Person of Interest never ceased to amaze us fans, but in a different way than most other TV-shows do, becoming one of the most realistic and brave series ever produced.

Its authors have never been afraid to show that the good guys don’t always make it to the end but they never give up and will be remembered for that. That people can do horrible things, but everyone can find redemption. That there is some good in this world and “it’s worth fighting for” even when everyone is saying – you included – that you have already lost. …That love can have thousand different faces and so courage and so faith… and so freedom.

But this series is even more than this… It’s a series that showed us that you don’t need a beautiful actor to make a fan fall in love. That you can dare following your original idea for the plot, even if it will lead you through a dangerous path not everyone will understand or be happy about. And mostly that you can write the word “end” when the time is right, with your head held high, because you know that in doing so you won’t ruin something that was great and deserved to go out with a bang.

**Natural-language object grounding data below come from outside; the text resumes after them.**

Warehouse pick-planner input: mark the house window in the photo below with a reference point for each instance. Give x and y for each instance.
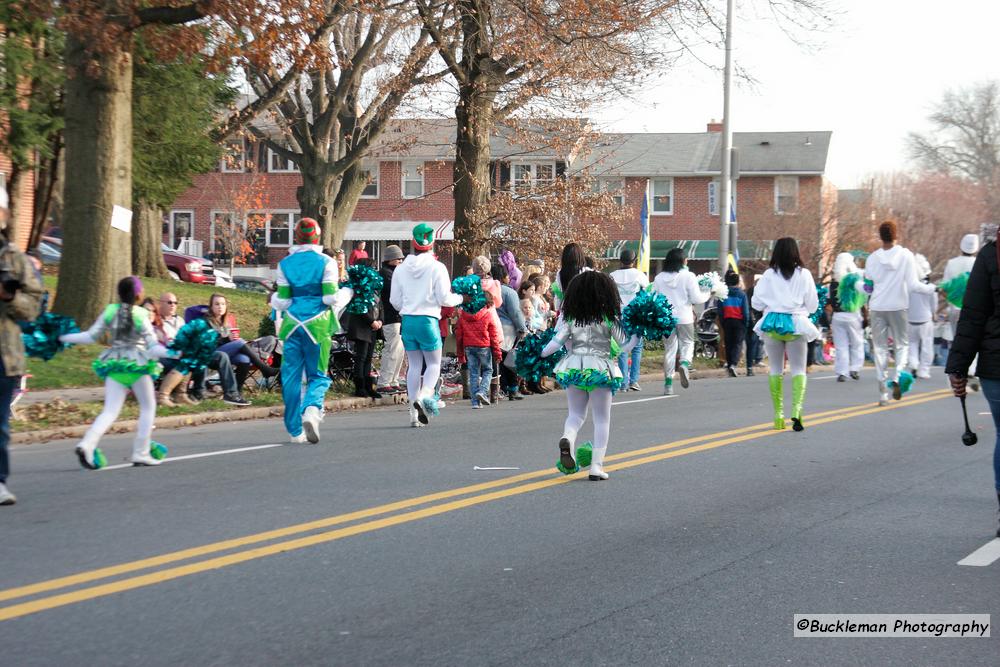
(714, 192)
(526, 176)
(277, 164)
(279, 228)
(613, 186)
(663, 196)
(786, 194)
(413, 180)
(234, 159)
(371, 173)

It’s not something you see everyday, not in TV-shows at least, and yet these are the choices that made me love this series more and more with every season and what made Person of Interest different from most programs that aren’t as courageous.

Are we ready, as fans, to say goodbye to Finch, Reese, Root, Shaw, Lionel, the Machine? We definitely aren’t. Will we miss them? Definitely we will.

We’ll actually miss them a lot, not only as characters but as companions in these years and symbols of a television age that has never changed as much as it did in the past decade. It was an intense journey that made us think, dream, laugh and cry (very badly). It made us jump during certain scenes because we hadn’t seen them coming; it broke our hearts because we knew that not everything would be all right in the end – in life it’s often so – and yet we couldn’t stop hoping that our heroes would find their happy ending. We just couldn’t stop caring for them and cheering for them while they kept fighting this invisible enemy the rest of the world simply took for granted.

So our thank you goes to Jonathan Nolan who created all of this, to the directors and writers who were able to face important themes and never hid the less poetic or hard ones, to the actors who made this journey unforgettable. But most of all thanks to them: to Harold Finch and John Reese, two characters who aren’t perfect human beings and in this are more real then most, symbols of how life can change, of how our choices can make a difference … and mostly of everything that’s good and honest and loyal in this world. They will stay with us for long years to come and we are kinda grateful for it.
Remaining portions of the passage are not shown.